Jeopolitik bir faktör de duruma başka bir boyut katıyor: Çin, Namibya'da uranyum madenciliğinde en büyük yabancı yatırımcı olarak kendini kanıtlamış durumda ve yenilenebilir enerji kaynakları ile altyapı alanlarında faaliyet gösteriyor. Afrika Enerji Odası, Çin'in enerji projelerine katılımını kolaylaştırmak için Şanghay'da bir ofis açtı ve bu da kıtada stratejik bir değişime işaret ediyor. TotalEnergies için, hükümetlerle yaşanacak herhangi bir gecikme veya anlaşmazlık, rakiplerin varlıklarını güçlendirmelerine ve Fransız şirketinin uzun vadeli konumunu zayıflatmasına yol açabilir.
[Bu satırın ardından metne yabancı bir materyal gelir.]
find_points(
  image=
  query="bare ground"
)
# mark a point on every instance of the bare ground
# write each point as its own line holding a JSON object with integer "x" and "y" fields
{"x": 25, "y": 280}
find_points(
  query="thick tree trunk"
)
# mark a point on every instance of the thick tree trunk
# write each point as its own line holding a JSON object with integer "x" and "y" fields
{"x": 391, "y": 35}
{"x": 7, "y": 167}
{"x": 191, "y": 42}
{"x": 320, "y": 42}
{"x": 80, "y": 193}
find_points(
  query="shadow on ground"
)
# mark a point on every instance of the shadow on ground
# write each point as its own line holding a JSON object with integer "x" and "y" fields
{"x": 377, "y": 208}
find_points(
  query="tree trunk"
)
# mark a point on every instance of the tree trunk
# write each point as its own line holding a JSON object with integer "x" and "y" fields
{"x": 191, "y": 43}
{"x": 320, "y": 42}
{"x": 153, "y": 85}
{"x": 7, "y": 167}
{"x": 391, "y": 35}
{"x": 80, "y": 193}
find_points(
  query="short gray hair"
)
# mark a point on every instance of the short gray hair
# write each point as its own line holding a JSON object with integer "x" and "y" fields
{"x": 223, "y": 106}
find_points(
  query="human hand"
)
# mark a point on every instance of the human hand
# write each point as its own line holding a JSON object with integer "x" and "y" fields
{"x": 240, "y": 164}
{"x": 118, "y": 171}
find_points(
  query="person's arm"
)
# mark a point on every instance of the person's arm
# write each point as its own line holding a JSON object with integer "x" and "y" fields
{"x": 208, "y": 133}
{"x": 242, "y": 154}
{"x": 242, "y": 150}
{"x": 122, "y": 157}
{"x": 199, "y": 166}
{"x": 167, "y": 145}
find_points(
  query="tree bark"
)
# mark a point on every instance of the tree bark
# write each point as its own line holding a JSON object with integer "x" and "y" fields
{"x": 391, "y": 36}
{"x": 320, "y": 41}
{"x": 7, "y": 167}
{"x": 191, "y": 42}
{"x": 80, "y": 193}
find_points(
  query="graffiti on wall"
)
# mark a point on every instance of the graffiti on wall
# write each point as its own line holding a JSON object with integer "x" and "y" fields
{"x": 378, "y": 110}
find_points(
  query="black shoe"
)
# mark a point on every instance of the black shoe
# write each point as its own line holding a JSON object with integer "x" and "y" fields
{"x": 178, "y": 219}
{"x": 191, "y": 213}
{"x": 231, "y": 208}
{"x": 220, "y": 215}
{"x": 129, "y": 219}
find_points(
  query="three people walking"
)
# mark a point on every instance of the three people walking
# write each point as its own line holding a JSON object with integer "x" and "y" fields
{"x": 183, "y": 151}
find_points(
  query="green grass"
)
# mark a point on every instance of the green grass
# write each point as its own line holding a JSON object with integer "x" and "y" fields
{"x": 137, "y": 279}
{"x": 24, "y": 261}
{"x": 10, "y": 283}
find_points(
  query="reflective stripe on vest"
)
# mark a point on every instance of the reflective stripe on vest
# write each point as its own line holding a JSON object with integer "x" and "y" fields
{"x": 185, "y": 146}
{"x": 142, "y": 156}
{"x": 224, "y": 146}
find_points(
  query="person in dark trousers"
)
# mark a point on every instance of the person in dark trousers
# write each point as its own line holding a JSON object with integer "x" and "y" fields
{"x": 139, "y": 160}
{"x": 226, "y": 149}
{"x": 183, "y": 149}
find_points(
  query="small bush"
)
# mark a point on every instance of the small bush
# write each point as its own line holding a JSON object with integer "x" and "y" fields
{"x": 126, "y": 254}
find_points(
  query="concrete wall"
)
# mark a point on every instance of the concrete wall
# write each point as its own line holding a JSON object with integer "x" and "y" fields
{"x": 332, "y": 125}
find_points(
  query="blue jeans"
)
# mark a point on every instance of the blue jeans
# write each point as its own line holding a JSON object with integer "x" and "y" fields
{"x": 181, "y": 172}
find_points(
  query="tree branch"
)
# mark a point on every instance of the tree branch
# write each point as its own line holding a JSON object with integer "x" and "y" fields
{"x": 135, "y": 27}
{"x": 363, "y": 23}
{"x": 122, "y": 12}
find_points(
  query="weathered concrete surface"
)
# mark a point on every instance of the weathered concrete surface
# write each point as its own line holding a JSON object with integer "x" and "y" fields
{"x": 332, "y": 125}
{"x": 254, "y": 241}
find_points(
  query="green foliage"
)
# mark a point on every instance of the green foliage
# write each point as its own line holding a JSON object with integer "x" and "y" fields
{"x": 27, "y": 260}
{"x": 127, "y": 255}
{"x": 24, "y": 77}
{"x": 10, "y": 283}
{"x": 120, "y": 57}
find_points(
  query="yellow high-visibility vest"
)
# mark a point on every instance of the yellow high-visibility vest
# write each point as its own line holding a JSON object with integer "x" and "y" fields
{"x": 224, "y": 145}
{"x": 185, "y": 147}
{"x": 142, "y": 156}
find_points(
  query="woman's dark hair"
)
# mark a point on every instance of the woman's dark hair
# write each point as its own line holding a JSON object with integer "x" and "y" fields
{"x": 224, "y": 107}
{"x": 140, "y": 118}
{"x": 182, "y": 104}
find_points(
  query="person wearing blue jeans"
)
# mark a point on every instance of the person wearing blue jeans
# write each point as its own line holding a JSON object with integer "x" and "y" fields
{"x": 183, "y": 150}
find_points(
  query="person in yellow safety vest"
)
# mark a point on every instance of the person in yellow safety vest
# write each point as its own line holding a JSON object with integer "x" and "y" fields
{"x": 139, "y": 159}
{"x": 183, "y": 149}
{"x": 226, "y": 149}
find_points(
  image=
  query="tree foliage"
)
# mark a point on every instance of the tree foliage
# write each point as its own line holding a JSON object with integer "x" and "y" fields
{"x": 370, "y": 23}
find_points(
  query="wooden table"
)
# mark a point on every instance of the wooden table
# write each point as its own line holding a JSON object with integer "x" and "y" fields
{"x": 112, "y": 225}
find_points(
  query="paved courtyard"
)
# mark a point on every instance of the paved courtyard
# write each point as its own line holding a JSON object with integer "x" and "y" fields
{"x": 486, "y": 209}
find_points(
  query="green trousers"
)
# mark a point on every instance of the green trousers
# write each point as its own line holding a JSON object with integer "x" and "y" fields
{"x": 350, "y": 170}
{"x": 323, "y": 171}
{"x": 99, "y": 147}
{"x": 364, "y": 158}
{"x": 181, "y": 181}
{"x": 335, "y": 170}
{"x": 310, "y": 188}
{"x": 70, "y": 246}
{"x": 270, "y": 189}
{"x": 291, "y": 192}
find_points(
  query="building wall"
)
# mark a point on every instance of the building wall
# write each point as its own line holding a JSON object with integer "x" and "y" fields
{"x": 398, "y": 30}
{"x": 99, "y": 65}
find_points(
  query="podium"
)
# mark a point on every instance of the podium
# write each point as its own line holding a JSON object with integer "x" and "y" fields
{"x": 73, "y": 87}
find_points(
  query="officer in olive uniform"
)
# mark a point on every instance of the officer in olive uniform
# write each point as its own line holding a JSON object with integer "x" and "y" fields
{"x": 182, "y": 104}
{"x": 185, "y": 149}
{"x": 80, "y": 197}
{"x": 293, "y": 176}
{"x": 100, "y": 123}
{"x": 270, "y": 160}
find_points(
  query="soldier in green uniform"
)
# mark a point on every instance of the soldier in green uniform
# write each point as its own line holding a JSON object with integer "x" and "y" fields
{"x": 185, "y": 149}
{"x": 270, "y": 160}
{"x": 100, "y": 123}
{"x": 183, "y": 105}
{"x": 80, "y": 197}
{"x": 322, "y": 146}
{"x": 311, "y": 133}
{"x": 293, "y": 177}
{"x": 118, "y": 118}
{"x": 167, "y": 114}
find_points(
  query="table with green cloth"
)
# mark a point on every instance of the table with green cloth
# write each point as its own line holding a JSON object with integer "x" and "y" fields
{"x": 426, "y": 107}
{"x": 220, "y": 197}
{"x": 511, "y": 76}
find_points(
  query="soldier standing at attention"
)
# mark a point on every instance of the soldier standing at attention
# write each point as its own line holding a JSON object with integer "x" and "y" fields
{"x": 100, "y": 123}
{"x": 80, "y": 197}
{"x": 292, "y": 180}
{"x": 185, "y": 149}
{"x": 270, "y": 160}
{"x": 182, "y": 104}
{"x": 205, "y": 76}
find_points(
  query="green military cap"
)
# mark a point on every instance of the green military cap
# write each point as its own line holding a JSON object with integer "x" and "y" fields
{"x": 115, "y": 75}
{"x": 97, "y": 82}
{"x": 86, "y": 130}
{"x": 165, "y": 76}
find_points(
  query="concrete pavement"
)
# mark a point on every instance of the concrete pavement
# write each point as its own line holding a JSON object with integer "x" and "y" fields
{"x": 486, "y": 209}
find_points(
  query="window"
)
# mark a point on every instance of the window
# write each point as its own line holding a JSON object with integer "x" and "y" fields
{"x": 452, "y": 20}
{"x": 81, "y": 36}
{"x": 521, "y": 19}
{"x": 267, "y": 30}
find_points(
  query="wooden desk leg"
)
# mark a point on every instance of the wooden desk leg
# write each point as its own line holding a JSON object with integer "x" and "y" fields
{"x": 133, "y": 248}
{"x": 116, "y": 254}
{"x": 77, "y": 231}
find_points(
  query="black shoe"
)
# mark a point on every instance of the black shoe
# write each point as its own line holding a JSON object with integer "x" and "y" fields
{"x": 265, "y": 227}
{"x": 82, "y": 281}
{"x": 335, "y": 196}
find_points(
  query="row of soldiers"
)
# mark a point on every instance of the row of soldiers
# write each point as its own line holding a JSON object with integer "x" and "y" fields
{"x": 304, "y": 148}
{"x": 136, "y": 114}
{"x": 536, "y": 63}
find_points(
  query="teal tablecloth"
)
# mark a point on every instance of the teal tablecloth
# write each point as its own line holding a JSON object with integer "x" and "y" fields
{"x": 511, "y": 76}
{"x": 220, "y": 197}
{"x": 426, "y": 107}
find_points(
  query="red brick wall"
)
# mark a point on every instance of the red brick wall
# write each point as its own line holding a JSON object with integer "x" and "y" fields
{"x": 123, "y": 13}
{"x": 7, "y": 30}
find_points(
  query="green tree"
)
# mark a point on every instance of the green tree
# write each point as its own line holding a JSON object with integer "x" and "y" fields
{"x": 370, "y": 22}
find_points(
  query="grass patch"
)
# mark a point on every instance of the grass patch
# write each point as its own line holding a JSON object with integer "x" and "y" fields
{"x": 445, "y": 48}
Dolayısıyla, Venüs projesi olağanüstü bir fırsat ile zorlu bir sınav arasında bir yerde duruyor. Kağıt üzerinde, TotalEnergies'in nakit akışlarında 2030 yılına kadar önemli bir büyüme sağlayabilir ve Namibya'nın ekonomik gidişatını yeniden şekillendirebilir. Ancak gerçekte, muazzam teknik zorluklar, yatırımcı getirilerini devlet hedefleri ile dengeleyen finansal koşullar ve değişken jeopolitik zemin gibi sorunların hepsinin ele alınması gerekiyor. Gaz, gelirler ve altyapı ile ilgili sorunlar yakında çözülürse, Venüs bu on yılın çığır açan petrol projelerinden biri haline gelebilir. Aksi takdirde, maliyetler, politika ve rekabet baskısı altında devasa sınır ötesi enerji fırsatlarının nasıl sekteye uğrayabileceğinin bir başka örneğine dönüşebilir.